When a server fails, it may be because of a network availability issue or something more serious, such as system failure. In a multi-server configuration, where tables have multiple replicas distributed among multiple physical machines, RethinkDB will be able to maintain availability automatically in many cases.

To perform automatic failover for a table, the following requirements must be met:

  • The cluster must have three or more servers
  • The table must be configured to have three or more replicas
  • A majority (greater than half) of replicas for the table must be available

If the primary replica for a table fails, as long as more than half of the table’s voting replicas and more than half of the voting replicas for each shard remain available, one of those voting replicas will be arbitrarily selected as the new primary. There will be a brief period of unavailability, but no data will be lost. If the primary replica specified in a table’s configuration comes back online after a failure, it will return to being the primary.

If half or more of the voting replicas of a shard are lost and cannot be reconnected, an emergency repair will need to be performed. For more information on the emergency repair option, read the documentation for reconfigure.

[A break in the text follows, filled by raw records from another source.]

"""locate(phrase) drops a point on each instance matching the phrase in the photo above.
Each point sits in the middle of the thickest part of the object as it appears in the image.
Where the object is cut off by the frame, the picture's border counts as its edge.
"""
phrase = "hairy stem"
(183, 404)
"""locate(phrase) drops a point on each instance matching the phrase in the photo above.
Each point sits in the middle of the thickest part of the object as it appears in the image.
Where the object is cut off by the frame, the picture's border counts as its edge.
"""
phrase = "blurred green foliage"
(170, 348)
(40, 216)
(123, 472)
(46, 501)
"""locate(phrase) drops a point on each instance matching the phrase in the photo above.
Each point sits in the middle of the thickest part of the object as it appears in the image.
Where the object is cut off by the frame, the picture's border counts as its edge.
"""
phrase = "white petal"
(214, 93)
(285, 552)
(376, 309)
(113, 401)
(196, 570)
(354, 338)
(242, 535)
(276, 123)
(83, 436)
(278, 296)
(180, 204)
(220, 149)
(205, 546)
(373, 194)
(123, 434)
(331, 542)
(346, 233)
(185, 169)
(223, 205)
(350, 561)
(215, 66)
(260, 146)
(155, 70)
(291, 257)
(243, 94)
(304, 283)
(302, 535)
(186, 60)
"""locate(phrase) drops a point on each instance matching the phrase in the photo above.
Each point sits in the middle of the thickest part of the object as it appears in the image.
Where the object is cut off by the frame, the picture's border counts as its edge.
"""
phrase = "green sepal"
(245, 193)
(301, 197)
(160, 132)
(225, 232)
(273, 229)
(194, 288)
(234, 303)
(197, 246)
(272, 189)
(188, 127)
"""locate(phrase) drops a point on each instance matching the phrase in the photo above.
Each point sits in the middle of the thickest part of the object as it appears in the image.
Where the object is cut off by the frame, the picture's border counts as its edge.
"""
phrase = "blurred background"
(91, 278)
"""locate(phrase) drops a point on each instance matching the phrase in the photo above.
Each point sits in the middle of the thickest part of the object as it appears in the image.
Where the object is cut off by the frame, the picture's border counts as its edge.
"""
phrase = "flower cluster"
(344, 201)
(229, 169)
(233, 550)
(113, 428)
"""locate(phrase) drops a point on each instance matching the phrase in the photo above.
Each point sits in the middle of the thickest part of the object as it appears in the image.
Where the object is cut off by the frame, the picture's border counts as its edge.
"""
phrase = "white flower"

Voting and non-voting? All replicas are “voting” replicas by default, which simply means that they’re counted in any operation that requires a majority of replicas to be available. However, the speed at which replicas “vote” is affected by network latency; if you have a faraway data center with higher latency, you might want to set its replicas to be non-voting to improve performance, at the cost of guaranteed availability in that data center. You can set a replica to be “non-voting” by changing its table configuration with reconfigure.

Limitations of automatic failover

In most circumstances, automatic failover can be performed as long as a majority of voting replicas are available. However, one circumstance in which it may not be performed is a non-transitive connectivity failure. Imagine a cluster with three servers: A, B, and C. Under normal network operations, all of the servers can connect to one another. If a network failure occurs such that A can connect to B and B can connect to C, but A cannot connect to C, the network failure is non-transitive. For a more in-depth description, as well as progress on a long-term solution, read Github issue #4357.

Since automatic failover requires a majority of servers for a table to be available, it requires a minimum of three servers to be involved. In a two-machine cluster, automatic failover will never occur, and tables will lose availability for writes if either machine loses connectivity. In this case, if the machine cannot be reconnected, you must fix the problem manually using the emergency repair option of reconfigure.